Sanırım söylememize gerek dahi yok; elbette buna izin
vermeyeceğiz. Bu dünyadan kimler geldi kimler geçti, kadın
mücadelesi asla sönümlenmedi…
Ve galiba unutuldu; bu ülke Mustafa Kemal Atatürk önderliğinde
kurulmuş, laik, demokratik ve sosyal bir hukuk devletidir.
Kadın-erkek eşitliği Anayasamızın sıraladığı temel hükümlerdendir.
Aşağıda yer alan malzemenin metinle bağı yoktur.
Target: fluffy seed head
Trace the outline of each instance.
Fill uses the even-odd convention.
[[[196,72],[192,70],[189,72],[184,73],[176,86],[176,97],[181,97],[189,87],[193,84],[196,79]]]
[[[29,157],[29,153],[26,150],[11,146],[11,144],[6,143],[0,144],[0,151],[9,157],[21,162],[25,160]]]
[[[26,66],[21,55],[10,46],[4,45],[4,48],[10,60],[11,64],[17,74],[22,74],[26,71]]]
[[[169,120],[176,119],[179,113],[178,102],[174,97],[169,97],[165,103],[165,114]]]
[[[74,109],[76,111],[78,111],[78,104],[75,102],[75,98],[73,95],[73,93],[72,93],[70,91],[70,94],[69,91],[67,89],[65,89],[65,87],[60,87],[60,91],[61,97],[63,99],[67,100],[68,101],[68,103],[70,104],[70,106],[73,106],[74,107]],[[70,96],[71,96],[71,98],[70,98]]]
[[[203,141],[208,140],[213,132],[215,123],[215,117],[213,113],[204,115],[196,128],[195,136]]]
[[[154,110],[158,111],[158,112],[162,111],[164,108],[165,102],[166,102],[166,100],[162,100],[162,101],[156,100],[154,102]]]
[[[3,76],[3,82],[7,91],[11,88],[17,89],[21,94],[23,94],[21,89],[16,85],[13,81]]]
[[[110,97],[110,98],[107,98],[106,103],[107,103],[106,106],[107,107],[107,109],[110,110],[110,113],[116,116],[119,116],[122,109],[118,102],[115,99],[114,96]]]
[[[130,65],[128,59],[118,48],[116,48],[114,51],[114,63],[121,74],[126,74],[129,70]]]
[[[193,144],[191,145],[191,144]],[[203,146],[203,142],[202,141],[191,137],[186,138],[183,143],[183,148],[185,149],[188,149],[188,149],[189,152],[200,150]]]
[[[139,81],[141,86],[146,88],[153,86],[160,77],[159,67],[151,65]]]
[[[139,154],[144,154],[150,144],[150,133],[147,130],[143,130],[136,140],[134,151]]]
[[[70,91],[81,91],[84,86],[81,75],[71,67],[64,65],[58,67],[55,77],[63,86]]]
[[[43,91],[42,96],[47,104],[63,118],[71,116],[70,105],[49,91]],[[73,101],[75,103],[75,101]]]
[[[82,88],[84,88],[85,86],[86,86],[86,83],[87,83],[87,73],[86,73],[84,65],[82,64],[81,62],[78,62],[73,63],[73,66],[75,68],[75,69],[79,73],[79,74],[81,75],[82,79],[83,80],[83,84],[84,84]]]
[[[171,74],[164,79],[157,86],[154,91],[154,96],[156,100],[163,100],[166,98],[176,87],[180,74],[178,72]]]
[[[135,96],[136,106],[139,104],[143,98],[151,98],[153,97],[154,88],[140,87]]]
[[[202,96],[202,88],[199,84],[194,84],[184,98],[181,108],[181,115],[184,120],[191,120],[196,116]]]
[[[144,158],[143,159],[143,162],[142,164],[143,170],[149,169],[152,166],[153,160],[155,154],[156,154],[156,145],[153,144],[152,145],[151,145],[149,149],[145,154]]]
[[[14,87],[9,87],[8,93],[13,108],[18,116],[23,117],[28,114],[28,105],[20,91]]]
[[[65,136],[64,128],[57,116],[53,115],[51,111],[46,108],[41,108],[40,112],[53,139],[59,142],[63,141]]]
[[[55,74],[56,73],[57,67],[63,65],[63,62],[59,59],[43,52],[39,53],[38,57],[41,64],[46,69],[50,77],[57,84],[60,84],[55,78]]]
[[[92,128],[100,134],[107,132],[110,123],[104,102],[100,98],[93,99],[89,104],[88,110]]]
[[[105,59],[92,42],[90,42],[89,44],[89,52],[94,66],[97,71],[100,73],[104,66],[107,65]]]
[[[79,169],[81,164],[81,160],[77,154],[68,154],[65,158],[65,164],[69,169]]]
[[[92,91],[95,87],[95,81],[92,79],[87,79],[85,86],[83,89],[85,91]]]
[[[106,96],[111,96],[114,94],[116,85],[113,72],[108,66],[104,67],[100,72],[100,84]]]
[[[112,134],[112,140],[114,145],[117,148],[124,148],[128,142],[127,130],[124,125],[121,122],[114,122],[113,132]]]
Yani Anayasamız, o gün o alandaki kadınları korumaktadır. İktidar
yasalara uymuyor, insan hakkı mücadelesi veren ve yasaları savunan
hemen herkes tehdit altında olabilir. Sorun değil. Başa gelen
çekilir. Zaten mücadele böyle bir şeydir. Bu ülke bizim
omuzlarımızda yükselecektir. 3-5 yobazın değil.
Mustafa Kemal Atatürk kadınları her daim yüceltti. Açıp bir
okumanızı tavsiye ederim kadınlar hakkında neler söylemiş, “Sen
yerlerde sürüklenmeye değil, omuzlar üzerinde yükselmeye layıksın”
demiş mesela. “Dünyada her şey kadının eseridir” demiş. “Bir
toplum, cinslerden yalnız birinin yüzyılımızın gerektirdiklerini
elde etmesiyle yetinirse, o toplum yarı yarıya zayıflamış olur.
Bizim toplumumuzun uğradığı başarısızlıkların sebebi, kadınlarımıza
karşı ihmal ve kusurdur” demiş. Ve ne demiş biliyor musunuz: “Bizim
dinimiz hiçbir vakit kadınların erkeklerden geri kalmasını talep
etmemiştir” demiş!
Mustafa Kemal Atatürk’ün üzerine söyleyecek başka bir sözümüz
yok. Fakat Sayın Erdoğan’a bir tavsiyemiz var; “gerçekten” iktidar
olmak istiyorsa, açsın biraz Mustafa Kemal Atatürk okusun.